A further twist is the way he casually dismisses the notion of democracy in the U.S.
 
"American Spirits" here. Yellows. Stuck at 1-2 cigs a day.

Maybe Carter is just tiring of it all, so is starting to blurt out parts of the obvious whole in an effort to change events.

The muslims must maintain belief in progress. On our side, dropping that pretence bears higher transaction costs all across the globe. Carter is just noting the damage, and how pretenses
dropped when AIPAC learned to stop worrying and love the Clash of Civilizations. Democracy is being compressed like a balloon when it is dragged deeper into a lake.

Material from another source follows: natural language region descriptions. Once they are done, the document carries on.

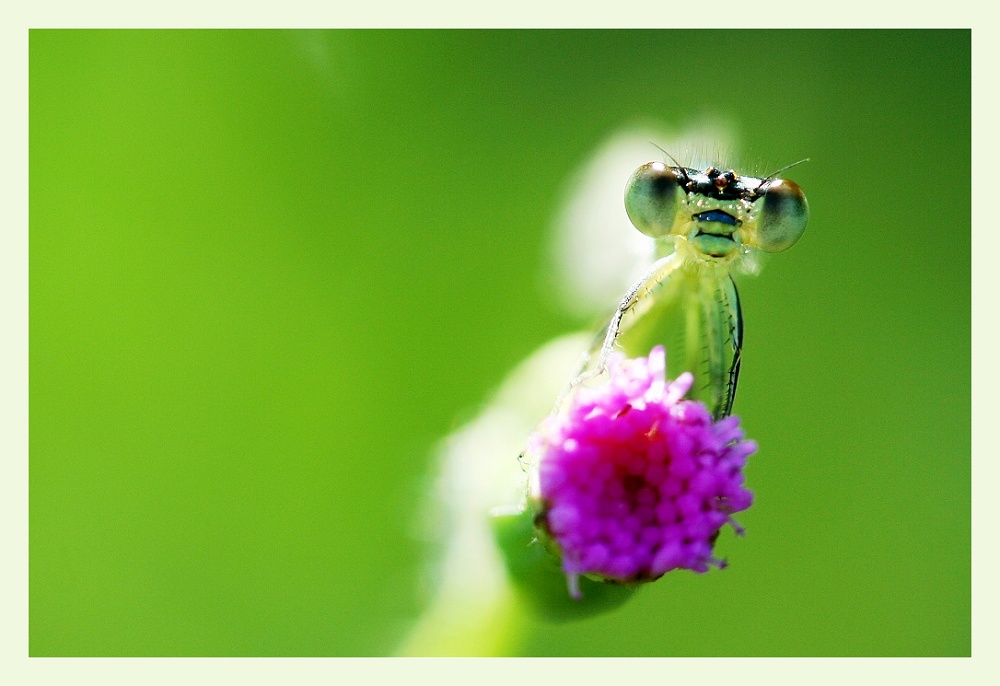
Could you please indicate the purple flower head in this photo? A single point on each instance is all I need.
(633, 481)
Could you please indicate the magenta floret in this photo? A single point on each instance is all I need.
(634, 481)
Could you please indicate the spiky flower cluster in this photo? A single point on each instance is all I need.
(633, 481)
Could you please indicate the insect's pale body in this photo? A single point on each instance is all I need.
(705, 224)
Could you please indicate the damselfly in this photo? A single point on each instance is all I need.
(706, 224)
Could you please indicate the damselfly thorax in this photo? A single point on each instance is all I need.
(705, 224)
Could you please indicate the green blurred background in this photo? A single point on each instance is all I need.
(268, 270)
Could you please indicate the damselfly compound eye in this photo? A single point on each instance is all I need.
(783, 216)
(652, 198)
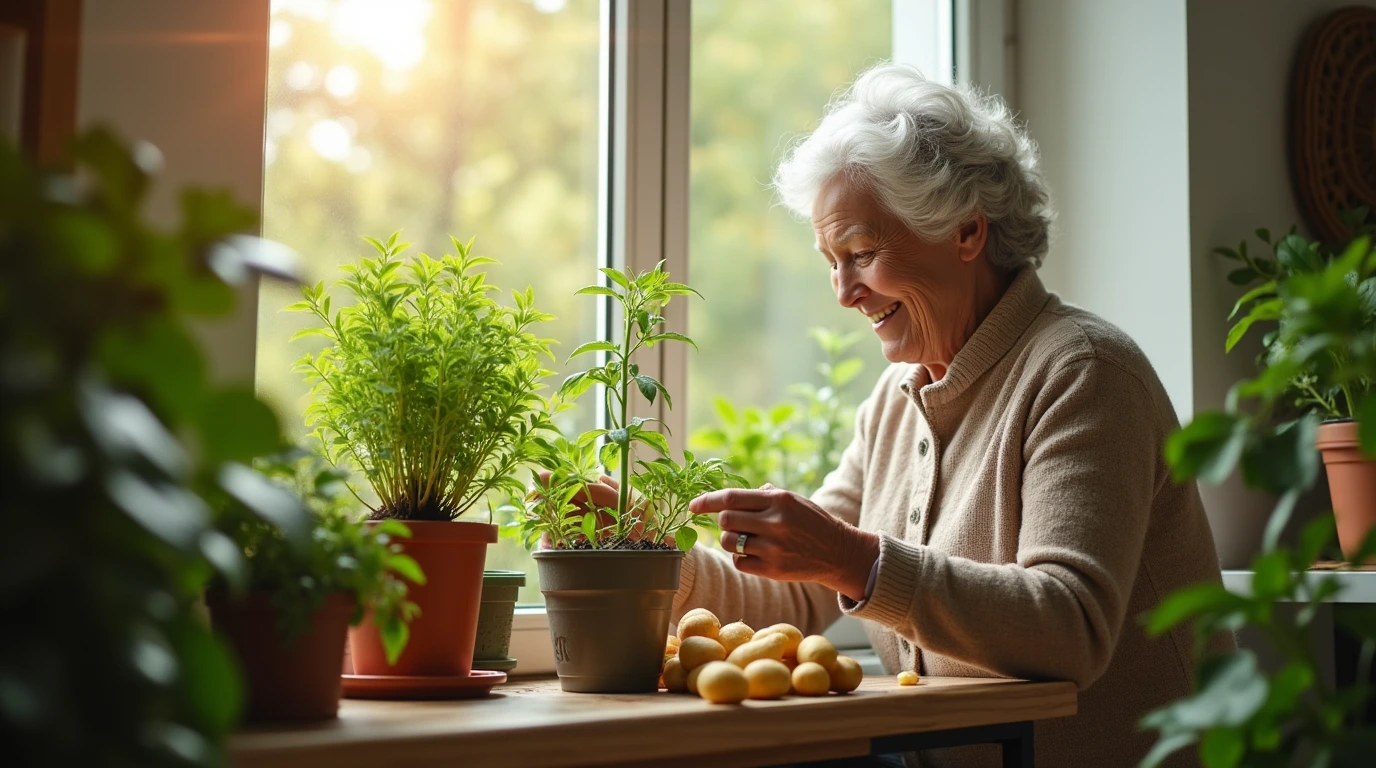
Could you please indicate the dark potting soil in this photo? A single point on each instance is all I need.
(625, 545)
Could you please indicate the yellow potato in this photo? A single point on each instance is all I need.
(768, 647)
(818, 648)
(676, 677)
(735, 635)
(698, 624)
(791, 633)
(696, 651)
(723, 683)
(845, 675)
(768, 679)
(692, 679)
(811, 679)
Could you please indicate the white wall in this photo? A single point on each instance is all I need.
(1102, 87)
(190, 77)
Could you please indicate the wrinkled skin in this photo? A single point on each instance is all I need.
(939, 293)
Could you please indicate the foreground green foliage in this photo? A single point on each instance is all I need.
(429, 387)
(341, 556)
(114, 448)
(555, 511)
(796, 443)
(1320, 357)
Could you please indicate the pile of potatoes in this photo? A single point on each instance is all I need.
(731, 664)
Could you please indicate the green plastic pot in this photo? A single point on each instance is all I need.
(494, 620)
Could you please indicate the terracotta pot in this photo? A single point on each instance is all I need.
(288, 677)
(494, 620)
(442, 636)
(1351, 482)
(608, 615)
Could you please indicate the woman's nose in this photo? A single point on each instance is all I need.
(849, 288)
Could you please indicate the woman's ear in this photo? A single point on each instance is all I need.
(970, 237)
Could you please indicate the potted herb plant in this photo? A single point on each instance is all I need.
(1312, 372)
(1240, 713)
(429, 390)
(610, 573)
(289, 626)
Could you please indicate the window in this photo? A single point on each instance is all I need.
(761, 73)
(563, 135)
(472, 119)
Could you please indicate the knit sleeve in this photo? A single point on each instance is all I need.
(1089, 478)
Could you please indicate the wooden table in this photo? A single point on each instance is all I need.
(534, 723)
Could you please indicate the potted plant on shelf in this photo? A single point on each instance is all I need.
(1310, 358)
(289, 626)
(1240, 715)
(610, 571)
(428, 388)
(496, 618)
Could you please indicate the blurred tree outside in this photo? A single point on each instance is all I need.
(480, 119)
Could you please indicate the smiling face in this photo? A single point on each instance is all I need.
(922, 299)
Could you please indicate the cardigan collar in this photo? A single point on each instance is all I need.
(1018, 306)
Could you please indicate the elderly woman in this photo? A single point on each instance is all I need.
(1005, 508)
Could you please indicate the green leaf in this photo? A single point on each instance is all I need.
(669, 336)
(1188, 603)
(1208, 448)
(1263, 311)
(1222, 748)
(1241, 275)
(1367, 425)
(209, 681)
(1265, 289)
(617, 275)
(654, 439)
(593, 347)
(234, 425)
(685, 538)
(647, 387)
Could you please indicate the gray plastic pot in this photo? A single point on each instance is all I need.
(494, 620)
(608, 615)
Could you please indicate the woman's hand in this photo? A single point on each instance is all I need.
(791, 538)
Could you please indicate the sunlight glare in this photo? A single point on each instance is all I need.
(330, 139)
(278, 33)
(341, 81)
(394, 32)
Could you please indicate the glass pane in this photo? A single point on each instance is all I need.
(472, 119)
(761, 75)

Ah. To quote Dennis Hopper in the movie True Romance, one of the top movie scenes of all time: "I'd like that cigarette now."
 
At first I thought he was adcocating radical policy changes at the lame duck stage. I now think he was suggesting that politicians should lie on the campaign trail and then do what they want once elected, which is what they do anyway.
There is another thing that worries me here. Carter, like many people these days, treats even the Bush I and Clinton years as ancient history, as if it were OK to admit that 9/11 "changed evrything.
 
I think he's just another fool who can't tell up from down because it's not in his job description. Have you seen the cover of the book? Talk about hubris: the huge, Godlike, "compassionate" head of Carter looking down on the ant-size people.

Also, regarding political rhetoric: lying to the everyday voters is altogether different than lying to the people who own you. (and if Israel is our client state, well, possessions can own you.